O município de Pelotas (RS) foi sede do primeiro encontro do projeto voltado à capacitação de mulheres kilombolas do bioma Pampa. A atividade reuniu 82 participantes de 25 comunidades quilombolas distribuídas em nove municípios gaúchos. Durante os dias 5 e 6 de junho, as mulheres debateram temas como participação política, enfrentamento ao racismo e construção de espaços de representatividade dentro e fora de seus territórios.

A iniciativa é desenvolvida pela Fundação Luterana de Diaconia (FLD), por meio do Programa de Educação Antirracista, em articulação com o Ministério das Mulheres. O objetivo do projeto é contribuir para a formação sociopolítica de mulheres kilombolas do Pampa, promovendo espaços seguros de escuta, aprendizagem e fortalecimento de vínculos entre as lideranças locais.
“Hoje, com a consciência de quem somos, do nosso racismo, nós precisamos nos movimentar junto com os povos e comunidades tradicionais para que, de fato, consigamos fazer aquilo que é imprescindível, que é o enfrentamento ao racismo e não aquilo que é fácil, não aquilo que é confortável para um conjunto de organizações da sociedade civil, do movimento social, ainda majoritariamente brancas, que se defendem”, afirmou a secretária executiva da FLD, Cibele Kuss.
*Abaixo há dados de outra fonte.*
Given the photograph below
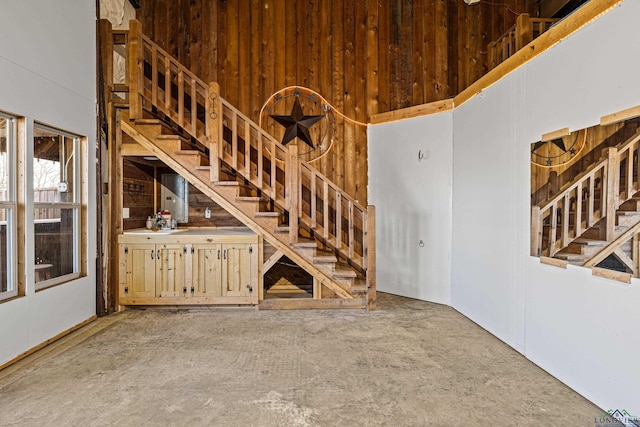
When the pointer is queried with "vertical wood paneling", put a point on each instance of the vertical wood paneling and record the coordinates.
(418, 84)
(365, 56)
(349, 29)
(338, 42)
(384, 72)
(256, 96)
(244, 56)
A coordenadora do Programa de Educação Antirracista da FLD, Juliana Soares, também reforçou a importância de uma abordagem formativa baseada em perspectivas diversas. “Queremos trabalhar para libertar esse conhecimento. Somos diferentes, pensamos de formas diferentes, entendemos o território de forma diferente, mas todos contribuímos para a construção desse país. Não é justo que nossas epistemologias e culturas sejam silenciadas diariamente”, defendeu.
Além das rodas de conversa, as participantes estiveram presentes na inauguração do espaço do Programa de Educação Antirracista da FLD, também em Pelotas. A cerimônia contou com a presença de representantes indígenas, de organizações da sociedade civil e do poder público. O programa foi criado com o intuito de contribuir para a promoção da equidade racial, por meio de processos formativos voltados à valorização das culturas negra e indígena.
Para Tatiane Dias Schug, do Kilombo Passo do Lourenço, de Canguçu (RS), o encontro foi uma oportunidade de partilha de vivências. “A gente pôde se conectar com outras mulheres e ver que a realidade das mulheres são todas iguais. Em vários momentos a gente se emocionou, a gente pôde falar das nossas dores, que são quase todas iguais”, afirmou. Ela também mencionou o cansaço de sempre precisar ser resiliente: “Foi dito que a gente sempre tem que aceitar ser forte, mas a gente está cansada de ser forte”.
Gabriela Soares Munhós, do Kilombo Corredor dos Munhós, de Lavras do Sul (RS), destacou a troca de saberes como ponto alto da atividade. “Eu fico feliz por saber que teve quem lutou e ainda tem quem lute. Que a nossa comunidade tem voz, que ela tem um lugar. O que achavam que estava dizimado, não está: está mais forte, com mulheres que pensam, que falam, que agem e movimentam”, relatou.
Segundo a assessora de projetos da FLD, Michele Barcelos Corrêa, o encontro se consolidou como um momento de fortalecimento coletivo. “Foi um aquilombamento de saberes e afetos que permitiu a partilha e a aprendizagem a partir das vivências de mulheres que resistem em suas comunidades. Estar entre mulheres de diferentes idades e experiências é renovar-se e restaurar forças para o enfrentamento às violências, ao machismo e ao racismo”, destacou.
Formação nos territórios
A proposta do projeto surgiu da constatação da falta de espaços contínuos de formação política voltados às mulheres kilombolas do Pampa. O isolamento geográfico e a distância em relação aos centros urbanos e políticos têm sido obstáculos à participação das mulheres em instâncias decisórias. Ao criar momentos formativos nos próprios territórios, a iniciativa busca ampliar a atuação política dessas lideranças em suas comunidades e junto às políticas públicas.
Ao todo, são acompanhadas 25 comunidades dos municípios de Rio Pardo, Pelotas, Canguçu, Aceguá, Bagé, Lavras do Sul, Santana do Livramento, Rosário do Sul e São Gabriel.
A escolha pela grafia kilombola, com “k”, reflete o respeito à origem linguística africana do termo.